Resmin kaynağı: Jeremy Willard’ın 21 Mart 2017 14:32 tarihli XTRA’da yayınlanan “Who was the real Tadzio?” başlıklı makalesi

—Tadzio yürümeye devam ediyor—

Not: Bu şiir daha önce 11 Ocak 2011 tarihli Exquisite Corpse dergisinde İngilizce olarak yayınlanmıştır.
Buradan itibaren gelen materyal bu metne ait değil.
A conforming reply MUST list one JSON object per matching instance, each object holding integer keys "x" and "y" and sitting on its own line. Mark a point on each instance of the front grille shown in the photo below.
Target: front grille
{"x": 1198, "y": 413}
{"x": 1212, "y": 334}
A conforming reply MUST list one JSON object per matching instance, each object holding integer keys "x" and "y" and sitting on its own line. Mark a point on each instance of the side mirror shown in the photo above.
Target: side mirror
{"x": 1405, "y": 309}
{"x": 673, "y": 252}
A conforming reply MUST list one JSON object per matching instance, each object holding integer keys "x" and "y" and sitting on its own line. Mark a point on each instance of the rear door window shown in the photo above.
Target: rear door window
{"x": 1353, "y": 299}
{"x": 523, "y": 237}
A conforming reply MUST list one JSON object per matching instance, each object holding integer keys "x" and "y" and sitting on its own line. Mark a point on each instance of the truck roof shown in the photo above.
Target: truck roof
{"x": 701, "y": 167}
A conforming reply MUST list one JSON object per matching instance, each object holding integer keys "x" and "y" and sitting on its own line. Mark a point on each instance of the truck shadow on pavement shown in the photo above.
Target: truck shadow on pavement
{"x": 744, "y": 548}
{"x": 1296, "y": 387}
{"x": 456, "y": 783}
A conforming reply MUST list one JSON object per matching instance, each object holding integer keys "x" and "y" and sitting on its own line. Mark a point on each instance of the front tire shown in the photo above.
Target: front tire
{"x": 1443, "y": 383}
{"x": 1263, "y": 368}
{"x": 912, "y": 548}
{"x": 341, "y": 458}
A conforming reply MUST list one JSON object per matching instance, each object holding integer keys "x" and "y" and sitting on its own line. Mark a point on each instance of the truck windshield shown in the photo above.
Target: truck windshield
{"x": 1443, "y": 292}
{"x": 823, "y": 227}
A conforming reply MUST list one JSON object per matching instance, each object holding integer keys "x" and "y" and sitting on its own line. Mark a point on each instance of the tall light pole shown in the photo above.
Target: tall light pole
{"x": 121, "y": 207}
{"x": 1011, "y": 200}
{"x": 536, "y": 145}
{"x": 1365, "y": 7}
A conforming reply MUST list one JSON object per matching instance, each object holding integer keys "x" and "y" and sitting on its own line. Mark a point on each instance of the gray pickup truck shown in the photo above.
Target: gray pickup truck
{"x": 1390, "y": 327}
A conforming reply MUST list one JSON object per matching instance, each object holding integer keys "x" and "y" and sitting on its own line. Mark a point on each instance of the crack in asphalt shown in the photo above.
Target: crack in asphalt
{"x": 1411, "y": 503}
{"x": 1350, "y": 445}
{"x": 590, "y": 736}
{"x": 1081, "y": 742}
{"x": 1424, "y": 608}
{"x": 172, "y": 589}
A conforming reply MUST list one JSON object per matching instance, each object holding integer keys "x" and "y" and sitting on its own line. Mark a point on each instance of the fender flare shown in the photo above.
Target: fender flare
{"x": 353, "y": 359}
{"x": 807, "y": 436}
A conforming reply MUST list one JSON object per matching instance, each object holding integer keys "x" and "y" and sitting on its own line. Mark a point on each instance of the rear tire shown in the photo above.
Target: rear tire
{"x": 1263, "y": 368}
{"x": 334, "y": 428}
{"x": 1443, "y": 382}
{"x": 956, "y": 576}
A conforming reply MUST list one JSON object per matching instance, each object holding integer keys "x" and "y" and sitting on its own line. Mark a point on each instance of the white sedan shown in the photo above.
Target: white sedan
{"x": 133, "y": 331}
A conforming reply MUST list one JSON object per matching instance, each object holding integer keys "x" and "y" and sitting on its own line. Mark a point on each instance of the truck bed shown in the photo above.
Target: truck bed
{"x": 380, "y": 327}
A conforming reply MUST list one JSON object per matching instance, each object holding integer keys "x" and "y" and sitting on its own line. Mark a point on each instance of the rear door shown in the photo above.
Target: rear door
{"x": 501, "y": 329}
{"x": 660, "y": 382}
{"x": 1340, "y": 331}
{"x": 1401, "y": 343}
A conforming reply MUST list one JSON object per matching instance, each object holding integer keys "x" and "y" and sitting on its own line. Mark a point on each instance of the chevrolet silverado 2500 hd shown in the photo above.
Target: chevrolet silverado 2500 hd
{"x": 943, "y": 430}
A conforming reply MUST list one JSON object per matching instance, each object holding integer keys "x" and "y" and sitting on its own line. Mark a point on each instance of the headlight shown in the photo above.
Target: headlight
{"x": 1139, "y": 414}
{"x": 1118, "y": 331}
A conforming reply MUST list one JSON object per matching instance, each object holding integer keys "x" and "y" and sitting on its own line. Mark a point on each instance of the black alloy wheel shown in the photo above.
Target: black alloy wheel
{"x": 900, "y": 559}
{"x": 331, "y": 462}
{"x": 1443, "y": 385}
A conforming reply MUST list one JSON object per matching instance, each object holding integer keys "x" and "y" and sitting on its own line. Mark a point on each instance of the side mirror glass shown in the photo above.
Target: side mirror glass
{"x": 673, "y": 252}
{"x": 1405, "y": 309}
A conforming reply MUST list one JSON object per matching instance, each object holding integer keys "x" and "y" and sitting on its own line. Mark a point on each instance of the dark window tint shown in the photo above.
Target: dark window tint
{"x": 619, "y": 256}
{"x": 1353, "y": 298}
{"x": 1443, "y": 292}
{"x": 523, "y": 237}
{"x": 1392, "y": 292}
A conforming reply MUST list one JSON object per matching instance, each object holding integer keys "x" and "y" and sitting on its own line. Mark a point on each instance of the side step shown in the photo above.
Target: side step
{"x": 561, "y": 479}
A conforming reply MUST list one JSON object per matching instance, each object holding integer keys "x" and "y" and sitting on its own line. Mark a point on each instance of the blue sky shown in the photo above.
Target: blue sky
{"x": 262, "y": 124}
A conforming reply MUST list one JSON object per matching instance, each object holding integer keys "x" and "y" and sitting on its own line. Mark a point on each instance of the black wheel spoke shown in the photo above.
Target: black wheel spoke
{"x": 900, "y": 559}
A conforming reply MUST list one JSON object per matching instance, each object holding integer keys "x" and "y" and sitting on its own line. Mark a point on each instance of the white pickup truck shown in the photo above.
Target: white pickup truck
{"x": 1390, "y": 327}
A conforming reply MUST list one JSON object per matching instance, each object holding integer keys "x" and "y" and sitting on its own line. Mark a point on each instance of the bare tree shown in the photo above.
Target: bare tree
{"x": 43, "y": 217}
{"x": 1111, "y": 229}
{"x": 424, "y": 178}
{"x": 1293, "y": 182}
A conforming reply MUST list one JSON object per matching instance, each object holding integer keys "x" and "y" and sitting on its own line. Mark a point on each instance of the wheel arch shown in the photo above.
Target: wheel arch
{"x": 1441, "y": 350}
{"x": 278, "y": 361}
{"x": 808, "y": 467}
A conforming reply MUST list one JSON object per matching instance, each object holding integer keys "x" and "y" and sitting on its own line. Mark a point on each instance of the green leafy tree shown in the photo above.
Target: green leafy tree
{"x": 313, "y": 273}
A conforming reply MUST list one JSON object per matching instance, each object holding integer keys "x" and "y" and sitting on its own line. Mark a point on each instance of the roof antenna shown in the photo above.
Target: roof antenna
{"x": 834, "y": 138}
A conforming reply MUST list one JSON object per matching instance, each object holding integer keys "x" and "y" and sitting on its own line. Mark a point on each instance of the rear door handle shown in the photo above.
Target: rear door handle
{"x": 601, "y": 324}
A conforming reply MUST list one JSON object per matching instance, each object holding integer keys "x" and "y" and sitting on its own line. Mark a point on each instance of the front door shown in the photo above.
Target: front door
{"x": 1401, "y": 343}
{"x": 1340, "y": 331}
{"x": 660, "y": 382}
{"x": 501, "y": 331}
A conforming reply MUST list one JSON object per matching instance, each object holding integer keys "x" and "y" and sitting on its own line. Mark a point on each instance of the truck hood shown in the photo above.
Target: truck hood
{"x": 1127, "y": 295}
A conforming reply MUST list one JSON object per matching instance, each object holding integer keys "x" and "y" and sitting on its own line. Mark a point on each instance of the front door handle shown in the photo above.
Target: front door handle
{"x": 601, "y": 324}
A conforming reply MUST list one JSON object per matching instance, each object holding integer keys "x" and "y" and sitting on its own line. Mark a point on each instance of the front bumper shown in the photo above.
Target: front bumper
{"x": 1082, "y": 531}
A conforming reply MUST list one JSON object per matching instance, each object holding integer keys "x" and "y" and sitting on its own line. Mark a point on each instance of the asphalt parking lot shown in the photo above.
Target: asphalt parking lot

Hitap edilen Edward (Ed), editör Andrei Codrescu’ya Thomas Mann’ın Der Tod in Venedig kitabındaki Tadzio’yu anımsatmıştır.

Sevgili Ed,
eğer sen ve ben aynı zamanda Harvard’da olsaydık, aramızdaki yaş farkını da düşünürsek,
Slav edebiyatı ya da herhangi bir edebiyat dersinde muhtemelen asistanın olurdum.
Benim için ne ifade ettiğini yazıya dökmek çok zor —
bilmediğimden değil —sözcükler aralarında şiddetle çarpışıp durdukları için,
ve onların bu uslanmaz haliyle nasıl başa çıkacağım, bilmiyorum.
İşte hesaplaşma burada başlıyor —neşenin, zevkin ve tatlılığın en saf hallerinde beni sarıp sarmalaması
içtenlik
yakınlık
ve -iyi, kendi-liğim
Yalnızca fiziksel varlığın değil—
maneviyatın da onunla beraber neşrediyor—
O kadar canlı ki
buralarda geçip yürüdüğün her yer
senden saçılan parçacıkların
yaydığı ışık hüzmeleriyle yıkanıyor
Yüzüyorum, senin yarattığın dalga üzerinde
bu billur suyu okyanus diye tabir etmezdim
—haliyle, Tarih kendini devamlı yeniden icat eder—
ama ben yalnızca hissediyorum
yenilerle o kadar dolu ki
sen o kadar taze ve uçsuz bucaksızsın ki
şefkat yüklü dev kuzey ışıkları var
senin yaşadığın kıtanın o ucunda
ve ben bunlara sayende inandım
Şimdi aşı boyası dolu bir suda yıkanıyorsun
senin artık yaşadığın yer orası
Benim için arada bir ülke boyu mesafe var
Derin ses tepmeleri, uzak ve vadilerde bölünmüş
oranın gökyüzü, tarlaları, insanları başka
yine de sanki orada benim diktiğim çiçekler büyüyor
onlara doğru kendi başıma uzanır gibiyim

Bu uyur gezer tektonik plakalar üzerinden
bizi bağlayan bir köprü var, ne olduğunu bilmediğim
havuzda yıkanırken de içten içe yanmaya devam ediyor
derinden ve ağır soluyor
nefesini kusarken ortalığı kasıp kavuruyor
Bu Dünya gülle gibi ağır
bir o kadar da afacan, oyunbaz

Şimdi sözcükler körleşti belki
hiçbir şey söylemediler mi?
biraz dans edip hatırladılar.

Sen, tatlı,
melek degilsin,
her ne kadar rönesans bebeğinden bir şeyler taşısan da

Hoşçakalın efendim, aşkımla
güzellikleri alev alev yayarak
onları üzerimize giyerek!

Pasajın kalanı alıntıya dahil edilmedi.